Measuring Code Similarity

Deadline: Sunday 12 Dec 2021 23:59:59.

Submit via command line:

curl http://jyywiki.cn/upload \
  -F course=ISER2021 \
  -F module=PA1 \
  -F token={{your token}} \
  -F stuid={{student id}} \
  -F stuname={{name (chinese)}} \
  -F file=@{{path to your submission}}

ISER2021-PA1 提交结果

1. Background

You may have copied other's code in your undergraduate program. Our study indicate that >80% students were suspected of plagiarism in a particular programming assignment at a 985 university, and 53% are verbatim copies with negligible changes! How could you prevent this from happening (by some software engineering research tricks)? In this experiment, let's have fun being evil and identify possible assignment plagiarism by measuring code similarity.

2. The Assignment

Suppose we want to perform a similarity check on some programming assignments on Online Judge to find as many suspects of copied programs as possible. For this experiment, we assume that each program on Online Judge is a single-file C++ program that can be compiled by gcc or clang under the -std=c++17 (C++ 17 standard) and -pedantic (reject non-standard programs) options.

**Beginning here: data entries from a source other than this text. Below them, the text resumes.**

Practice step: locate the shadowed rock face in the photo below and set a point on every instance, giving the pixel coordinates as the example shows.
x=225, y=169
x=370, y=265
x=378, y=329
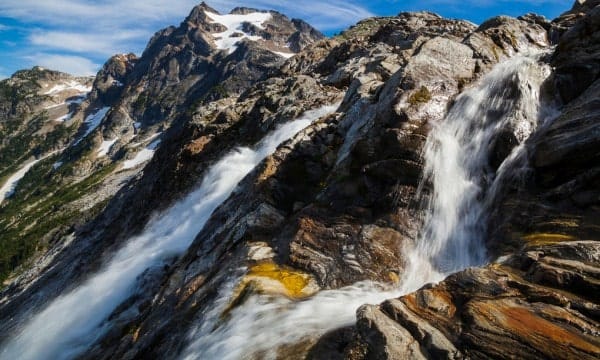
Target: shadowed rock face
x=518, y=308
x=338, y=203
x=540, y=300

You can use any major programming language you are familiar with (C/C++/Java/Python/JavaScript/Scala/Rust/Go/...) to implement a command line tool codesim that runs under Linux and is used to compare the similarity of two C++ programs. Your codesim should be run from the command line, given the filenames of the two programs as arguments, and it outputs a line with a floating-point percentage representing the similarity of the code. The percentages do not need to have an exact meaning, just as high a similarity as possible to the code that is actually copied.

$ codesim --help
usage: codesim [-v|--verbose] [-h|--help] code1 code2
$ codesim foo.cc bar.cpp
99.3

We expect you to write a user-friendly command line tool that

follows the basic specifications of a command line tool. For example, your command line tool may be called by other scripts, so please do not print any additional information (such as logs) in the standard output. A better practice is to provide -v or -verbose options to print more information in verbose mode, which can also help you debug.
does not create extra temporary files in the current directory. Linux provides the mktemp family of functions, and every major programming language has an API for this.
does not generate redundant output. Your tool may be used in conjunction with other tools, so make sure that stdout outputs only one line of similarity percentage. In the case of an error, you can leave it out, but please also follow the command line tool's specification to output the error message to stderr and return a non-zero return code.

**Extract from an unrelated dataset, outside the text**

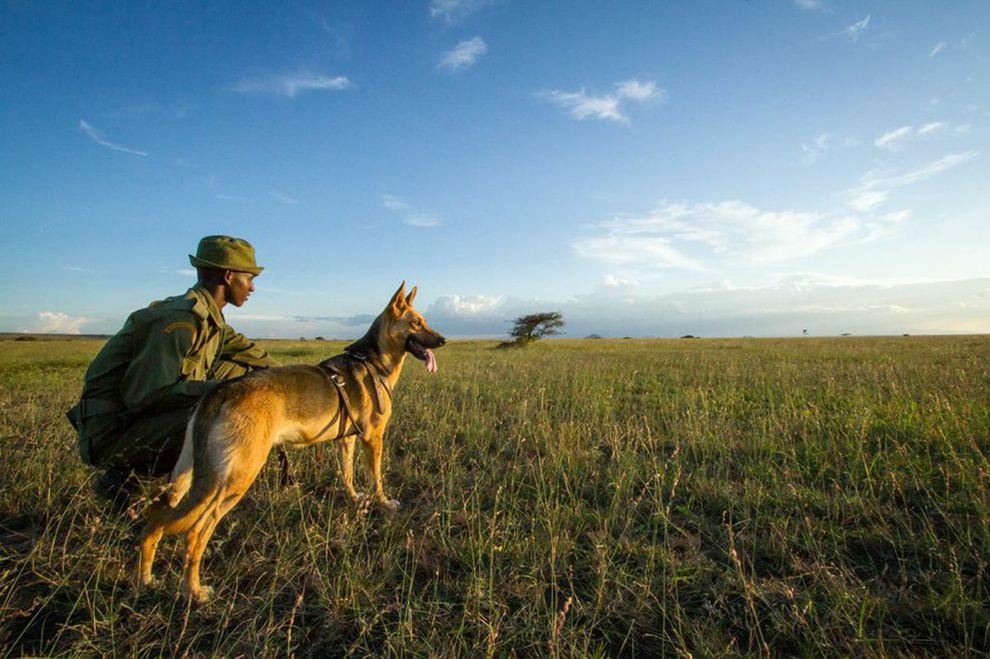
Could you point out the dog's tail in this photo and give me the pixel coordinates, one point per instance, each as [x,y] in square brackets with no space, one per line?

We expect you to design/choose an appropriate algorithm (possibly provided by existing tool) to implement codesim. clang will make your life easier in parsing (modern) C++ code; or you can compile the source code and analyze the assembly or binary. Modern programming languages are exceptionally complex and simple manual implementations are almost unrealistic - so try to avoid reinventing the wheel and implement your algorithm on top of existing projects.

3. The Algorithm

Code similarity/plagiarism detection is not a new problem. We encourage you to review some of the existing literatures: copy-paste behavior in software (even in the open source community) is a major cause of low quality code propagation and reduced software maintainability. There are even specific methods for detecting code plagiarism, such as the famous MOSS. We encourage you to digest the methods in existing literatures and come up with your own ideas, rather than following their original implementations.

4. Submission

Upload the following as a zip file (zip or tar).

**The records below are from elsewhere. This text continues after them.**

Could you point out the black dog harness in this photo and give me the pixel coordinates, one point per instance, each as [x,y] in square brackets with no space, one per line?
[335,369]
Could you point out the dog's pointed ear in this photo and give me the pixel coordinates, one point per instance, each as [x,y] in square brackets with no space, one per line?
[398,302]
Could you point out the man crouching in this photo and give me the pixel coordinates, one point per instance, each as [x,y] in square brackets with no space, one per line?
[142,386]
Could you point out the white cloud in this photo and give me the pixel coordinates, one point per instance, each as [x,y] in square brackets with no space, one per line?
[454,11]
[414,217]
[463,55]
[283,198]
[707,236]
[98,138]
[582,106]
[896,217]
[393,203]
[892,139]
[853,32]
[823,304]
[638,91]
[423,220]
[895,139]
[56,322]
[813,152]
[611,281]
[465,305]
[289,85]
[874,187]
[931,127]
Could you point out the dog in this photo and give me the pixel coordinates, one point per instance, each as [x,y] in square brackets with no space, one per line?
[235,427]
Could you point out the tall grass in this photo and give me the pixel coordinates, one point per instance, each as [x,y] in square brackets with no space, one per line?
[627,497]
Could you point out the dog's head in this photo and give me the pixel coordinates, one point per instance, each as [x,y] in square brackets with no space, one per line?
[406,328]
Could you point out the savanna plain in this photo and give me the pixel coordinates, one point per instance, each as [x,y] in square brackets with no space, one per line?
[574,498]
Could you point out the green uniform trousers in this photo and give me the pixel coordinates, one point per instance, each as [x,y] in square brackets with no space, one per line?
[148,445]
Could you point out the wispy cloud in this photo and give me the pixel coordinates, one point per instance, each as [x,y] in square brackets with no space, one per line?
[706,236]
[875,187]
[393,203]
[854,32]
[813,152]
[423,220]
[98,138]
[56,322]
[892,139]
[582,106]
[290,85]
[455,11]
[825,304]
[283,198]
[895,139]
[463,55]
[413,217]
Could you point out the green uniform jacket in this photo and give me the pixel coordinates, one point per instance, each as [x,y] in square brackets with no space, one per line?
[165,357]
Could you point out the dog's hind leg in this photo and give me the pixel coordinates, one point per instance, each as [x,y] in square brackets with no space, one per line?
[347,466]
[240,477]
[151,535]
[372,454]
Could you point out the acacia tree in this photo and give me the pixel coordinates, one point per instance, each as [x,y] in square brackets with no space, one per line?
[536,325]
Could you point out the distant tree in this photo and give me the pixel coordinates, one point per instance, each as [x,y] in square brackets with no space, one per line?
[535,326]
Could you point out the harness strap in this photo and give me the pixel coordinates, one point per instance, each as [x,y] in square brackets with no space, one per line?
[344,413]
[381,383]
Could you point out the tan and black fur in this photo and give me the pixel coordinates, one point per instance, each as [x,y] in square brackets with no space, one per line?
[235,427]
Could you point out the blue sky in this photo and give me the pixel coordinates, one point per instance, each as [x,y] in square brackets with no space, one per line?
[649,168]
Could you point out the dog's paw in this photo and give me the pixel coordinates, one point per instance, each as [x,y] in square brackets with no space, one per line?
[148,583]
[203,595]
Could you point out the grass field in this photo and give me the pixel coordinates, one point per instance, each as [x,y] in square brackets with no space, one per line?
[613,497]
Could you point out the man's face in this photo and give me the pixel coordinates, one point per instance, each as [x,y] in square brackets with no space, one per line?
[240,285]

Source code for the tool (make sure that only the source code is included and the library functions that your source code depends on are readily available; do not put files that can be generated from the source code (dependencies, binaries, etc.) into your zip archive - they may cause your zip file to exceed the size limit).
Short compilation instructions, including how dependent libraries are obtained. (Better use existing dependency management systems.)
A report in pdf format (English), briefly describing your algorithm for implementing code similarity checking and key implementation techniques. Please describe your algorithm concisely and precisely. The report should be no more than two A4 pages.

This experiment is an open experiment and there is no absolute objective criterion for judging it. We will use your tool to perform a pair-wise comparison on a set of programs, ranked by similarity, against our known facts.